15 Les notions de macroscopique et microscopique réfèrent ici aux différents niveaux de l’échelle

d’observation sociale. Par exemple, la définition de Desieux (2004) où « la première échelle est macrosociale. Elle est la plus large. C’est celle des régularités, des grandes tendances, des appartenances sociales et des valeurs. Les acteurs individuels y sont peu visibles. La deuxième échelle est plus étroite. C’est l’échelle microsociale, celle des acteurs sociaux en interaction les uns avec les autres, que ce soit à un niveau méso, celui des organisations, des entreprises et des systèmes d’action, ou à un niveau très micro comme celui du quotidien et des rites d’interaction. Les acteurs apparaissent encastrés dans un jeu social fait de symbolique, de matériel et de rapports stratégiques. La troisième focale est encore plus restreinte. C’est l’échelle micro individuelle, celle du sujet, de l’agent, de l’individu, que ce soit dans sa dimension psychosociale, cognitive ou inconsciente » (p.6).

3.2.2. Renormalisation

L’ergologie pose le travailleur comme un être engagé et désireux d’action et l’activité, tel que mentionné précédemment, comme une rencontre entre deux pôles. Dans cette rencontre, le travailleur tente de trouver un compromis entre ce qui lui est demandé de faire, ce qui n’a pas été prévu de lui demander (parce que la prescription ne peut tout prévoir du travail réel) et ses propres normes individuelles. Par cette recherche, le travailleur essaie de « se redonner en partie des normes pour agir » (Schwartz, 2000, p. 652), combler les prescriptions manquantes et atteindre la santé. Cette santé commence avec la tentative de redessiner partiellement l’activité de travail, par des micro-tentatives et des micro- recherches d’alternatives jugées comme étant acceptables en regard de la santé (Schwartz & Mencacci, 2008). La renormalisation est en ce sens utilisée dans le travailler non seulement pour savoir comment agir au quotidien, mais aussi pour trouver un équilibre psychologique acceptable et atteindre le bien-être dans un milieu. Une situation de travail porte en elle plusieurs possibles, alors qu’un obstacle peut se transformer en moyen d’action, selon l’issu potentiel de la renormalisation.

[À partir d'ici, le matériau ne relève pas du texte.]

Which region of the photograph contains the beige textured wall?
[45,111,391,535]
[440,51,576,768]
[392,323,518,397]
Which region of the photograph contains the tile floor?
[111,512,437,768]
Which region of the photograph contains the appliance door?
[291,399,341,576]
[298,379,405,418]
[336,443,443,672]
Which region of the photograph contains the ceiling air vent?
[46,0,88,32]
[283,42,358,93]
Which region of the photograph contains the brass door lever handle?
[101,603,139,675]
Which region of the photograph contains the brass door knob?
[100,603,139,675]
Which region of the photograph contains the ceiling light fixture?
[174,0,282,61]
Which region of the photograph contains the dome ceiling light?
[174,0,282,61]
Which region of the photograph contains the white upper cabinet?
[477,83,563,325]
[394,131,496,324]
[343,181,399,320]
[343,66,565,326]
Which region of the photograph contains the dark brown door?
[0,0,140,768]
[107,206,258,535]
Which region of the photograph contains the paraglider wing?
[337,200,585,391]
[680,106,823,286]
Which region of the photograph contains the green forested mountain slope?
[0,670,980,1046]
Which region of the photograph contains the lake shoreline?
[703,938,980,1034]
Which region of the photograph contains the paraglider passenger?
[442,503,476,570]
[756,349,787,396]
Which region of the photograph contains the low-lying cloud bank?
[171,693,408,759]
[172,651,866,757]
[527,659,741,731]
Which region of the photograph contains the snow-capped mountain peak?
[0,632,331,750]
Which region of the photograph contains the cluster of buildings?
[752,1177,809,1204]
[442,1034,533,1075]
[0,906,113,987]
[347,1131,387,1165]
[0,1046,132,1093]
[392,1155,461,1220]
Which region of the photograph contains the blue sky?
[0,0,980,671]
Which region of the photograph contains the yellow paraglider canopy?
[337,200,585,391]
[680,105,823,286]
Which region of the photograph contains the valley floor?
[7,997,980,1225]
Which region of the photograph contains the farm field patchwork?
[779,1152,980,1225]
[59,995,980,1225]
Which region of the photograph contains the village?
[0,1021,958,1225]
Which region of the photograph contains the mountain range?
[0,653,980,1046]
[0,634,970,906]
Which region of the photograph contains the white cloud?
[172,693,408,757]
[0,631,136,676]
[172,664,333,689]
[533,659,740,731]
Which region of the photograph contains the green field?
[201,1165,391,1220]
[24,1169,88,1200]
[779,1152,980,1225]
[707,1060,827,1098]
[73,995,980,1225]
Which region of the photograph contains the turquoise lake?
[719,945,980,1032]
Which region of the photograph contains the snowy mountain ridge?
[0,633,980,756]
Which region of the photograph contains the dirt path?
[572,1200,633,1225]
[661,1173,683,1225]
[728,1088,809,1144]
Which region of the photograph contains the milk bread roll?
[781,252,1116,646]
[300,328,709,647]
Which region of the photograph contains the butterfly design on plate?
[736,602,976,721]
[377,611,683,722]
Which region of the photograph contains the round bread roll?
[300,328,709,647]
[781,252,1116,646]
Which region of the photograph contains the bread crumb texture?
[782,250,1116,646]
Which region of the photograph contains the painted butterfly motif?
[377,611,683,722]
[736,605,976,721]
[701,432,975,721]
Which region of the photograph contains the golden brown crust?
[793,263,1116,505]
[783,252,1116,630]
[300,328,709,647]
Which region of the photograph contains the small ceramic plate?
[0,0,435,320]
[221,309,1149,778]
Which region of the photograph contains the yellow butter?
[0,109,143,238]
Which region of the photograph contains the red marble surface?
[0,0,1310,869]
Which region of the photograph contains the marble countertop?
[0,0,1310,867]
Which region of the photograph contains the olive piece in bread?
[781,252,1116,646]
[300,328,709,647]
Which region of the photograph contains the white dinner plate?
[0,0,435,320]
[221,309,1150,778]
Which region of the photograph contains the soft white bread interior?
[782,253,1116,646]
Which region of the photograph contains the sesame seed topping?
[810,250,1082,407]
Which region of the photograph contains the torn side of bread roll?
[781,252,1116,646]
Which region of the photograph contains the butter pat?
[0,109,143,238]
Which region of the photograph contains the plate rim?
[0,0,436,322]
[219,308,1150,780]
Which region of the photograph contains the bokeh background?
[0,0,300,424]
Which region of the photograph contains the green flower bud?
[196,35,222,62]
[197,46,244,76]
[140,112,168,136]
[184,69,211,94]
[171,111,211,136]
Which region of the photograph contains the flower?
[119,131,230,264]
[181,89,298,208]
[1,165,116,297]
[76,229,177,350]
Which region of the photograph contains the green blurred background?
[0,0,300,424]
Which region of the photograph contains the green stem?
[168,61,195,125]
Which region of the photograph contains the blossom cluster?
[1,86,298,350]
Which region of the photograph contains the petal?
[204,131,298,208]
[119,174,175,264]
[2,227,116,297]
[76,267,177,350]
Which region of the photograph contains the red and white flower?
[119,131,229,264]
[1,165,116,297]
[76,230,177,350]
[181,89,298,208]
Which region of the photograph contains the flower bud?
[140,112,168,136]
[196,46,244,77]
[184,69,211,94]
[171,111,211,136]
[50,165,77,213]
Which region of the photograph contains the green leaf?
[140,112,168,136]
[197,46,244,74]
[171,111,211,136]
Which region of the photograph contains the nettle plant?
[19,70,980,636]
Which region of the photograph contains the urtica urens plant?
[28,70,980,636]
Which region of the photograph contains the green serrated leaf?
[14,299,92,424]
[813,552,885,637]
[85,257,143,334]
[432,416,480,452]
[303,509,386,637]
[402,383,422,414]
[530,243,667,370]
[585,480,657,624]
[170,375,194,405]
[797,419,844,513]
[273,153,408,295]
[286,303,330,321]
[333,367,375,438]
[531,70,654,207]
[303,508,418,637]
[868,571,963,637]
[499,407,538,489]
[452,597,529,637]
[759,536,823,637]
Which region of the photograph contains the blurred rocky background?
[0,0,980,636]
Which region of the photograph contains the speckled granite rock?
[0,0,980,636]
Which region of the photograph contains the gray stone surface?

La figure 5 propose une schématisation des différentes composantes du travail telles que posées en ergologie. Elle illustre la rencontre des deux pôles de l’activité de travail à savoir la prescription (provenant de l’organisation du travail) et le travailleur. À cette rencontre (qui constitue le troisième pôle de l’activité) se trouve le processus de renormalisation mis en place par le travailleur. Il est possible d’y constater que les normes sociales et les politiques publiques viennent influencer les normes antécédentes des organisations, alors que ces dernières sont perméables à cette influence. Les normes individuelles du travailleur, quant à elles, viennent toujours influencer le processus de renormalisation. À la recherche de sens et de santé, le travailleur tente continuellement de se repositionner afin d’éprouver du bien-être au travail.

Figure 5. Schématisation de l’ergologie et ses composantes principales16

La renormalisation peut entraîner plusieurs résultantes, dont 1) le choix de ne rien changer, 2) celui de faire des compromis et de contourner certaines règles, ou encore 3) d’effectuer un repositionnement au niveau de ses normes personnelles en regard des normes antécédentes. La renormalisation est de nature individuelle, mais peut aussi être un processus partagé et entrainer des cristallisations collectives dans les manières d’agir ensemble.